It wasn't an idle boast.
"He was exceptionally talented," Deck said Wednesday.
But for all his confidence and skill, Williams found himself distanced from success. His burning imagination distracted him -- costing him at least one job -- and financial troubles kept him from finishing college, friends and family members said.
The 27-year-old artist was killed Tuesday after he left his job at the Home Shopping Network shipping center on his bicycle. He coasted down snow-slickened Avery Row into the path of a tractor-trailer on U.S. 460 in Botetourt County, according to Virginia State Police. The trucker wasn't charged.
"His talents might have earned him significant recognition in some other life, but in this one, it seems his legacy will be kept with friends and family who hold on to those artworks he gave us while he was here," said Emperial Young, his friend since an art class at William Ruffner Middle School.
Williams won an art scholarship to a school in New York but never got his degree. He landed an internship at a Roanoke advertising agency, but lost the job in a week. He had to bicycle on busy U.S. 460 in miserable weather because he lost his driver's license.
Williams' mother, Sheila Wright, realized her son's skills when he was 9, after they'd eaten at a Chinese restaurant. Back at home, Williams sketched a picture of the eatery's interior.
"I knew I had an artist on my hands," Wright said Wednesday. "It had so much detail and he did it from memory."
Later, Williams clipped apart cereal boxes and used the interior to draw his own superhero trading cards, his mom said. He delighted in drawing trains.
As he aged, Williams developed his artistic style around comics and anime. His mind was full of ideas for characters, costume designs and stories, said Mim Young, Emperial Young's mother.
Emperial Young and Williams became fast friends in middle school, spending hours together at Young's house drawing anime. Mim Young, who called herself Williams' mentor and has studied art at Florida State University, said she recognized the teen's talent.

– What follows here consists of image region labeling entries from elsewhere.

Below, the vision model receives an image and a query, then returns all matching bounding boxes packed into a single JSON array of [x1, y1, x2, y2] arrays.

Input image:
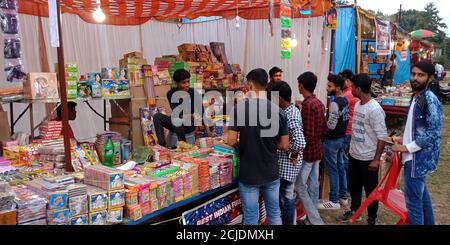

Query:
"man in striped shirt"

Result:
[[269, 81, 306, 225]]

Williams carried an artist's sketchbook most everywhere and quickly filled every blank space. Then he'd draw on scrap computer paper or whatever else he could find, Emperial Young said.

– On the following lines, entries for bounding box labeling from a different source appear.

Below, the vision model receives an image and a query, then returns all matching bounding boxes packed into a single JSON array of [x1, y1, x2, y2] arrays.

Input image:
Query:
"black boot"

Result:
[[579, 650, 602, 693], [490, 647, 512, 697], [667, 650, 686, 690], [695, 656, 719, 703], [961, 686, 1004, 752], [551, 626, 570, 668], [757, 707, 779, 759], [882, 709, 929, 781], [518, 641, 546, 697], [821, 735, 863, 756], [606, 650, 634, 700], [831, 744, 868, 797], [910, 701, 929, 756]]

He was generous with his art and with his time, she said. If she saw a picture she liked in his piles and piles of drawings, he'd give it to her. And when anyone asked him about drawing -- friends' little brothers and sisters or anyone else -- Williams would quickly give an art lesson, Emperial Young said.
His imagination could be an obstacle to his ambitions.

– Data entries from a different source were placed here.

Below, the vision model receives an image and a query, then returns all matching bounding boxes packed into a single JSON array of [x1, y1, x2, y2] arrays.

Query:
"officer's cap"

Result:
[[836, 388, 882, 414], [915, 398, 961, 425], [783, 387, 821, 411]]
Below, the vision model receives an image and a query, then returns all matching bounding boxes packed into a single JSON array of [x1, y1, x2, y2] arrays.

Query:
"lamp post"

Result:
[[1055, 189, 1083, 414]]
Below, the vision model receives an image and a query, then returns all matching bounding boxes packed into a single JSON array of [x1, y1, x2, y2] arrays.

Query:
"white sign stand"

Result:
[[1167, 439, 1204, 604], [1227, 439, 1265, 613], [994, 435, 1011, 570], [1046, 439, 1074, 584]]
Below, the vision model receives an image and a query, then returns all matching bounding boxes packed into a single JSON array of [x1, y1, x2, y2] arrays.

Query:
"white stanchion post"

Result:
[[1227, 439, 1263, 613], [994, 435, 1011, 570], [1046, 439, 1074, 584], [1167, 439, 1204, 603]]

He was fired from his ad agency internship after a week because he left the agency's camera at a hot dog stand and it was stolen.
"That was just like him," Mim Young said. "His head was elsewhere. He lived in a different kind of world inside his head.
"He was a dreamer, and dreamers don't think the same way everyone else does. His life was on a different track."
Williams won at least two scholarships for art after he graduated high school in 2002. But he first enrolled in a community college in New York City. Later, he was accepted into his dream school, Parsons The New School for Design, also in New York.
He never made it thorough his first semester, his mother said.
He couldn't afford the books and supplies he needed, and couldn't take class without them, said his mother. He moved back to Roanoke in 2004.
He continued to draw and worked different jobs, trying to save money to return to art school, his mother said. Sometimes he'd sell his drawings to co-workers, she said.
He ran into trouble with the police for driving with expired plates, without insurance and with a suspended license, according to court records. He had been riding his bike or taking the bus to the Home Shopping Network center since he started there early last month, scanning merchandise bar codes into a computer.
His last post on his Facebook page was Monday. It reads: "Gotta budget! Can't wait til my direct deposit comes in!"
"He was getting back on his feet," Mim Young said. "He was always trying."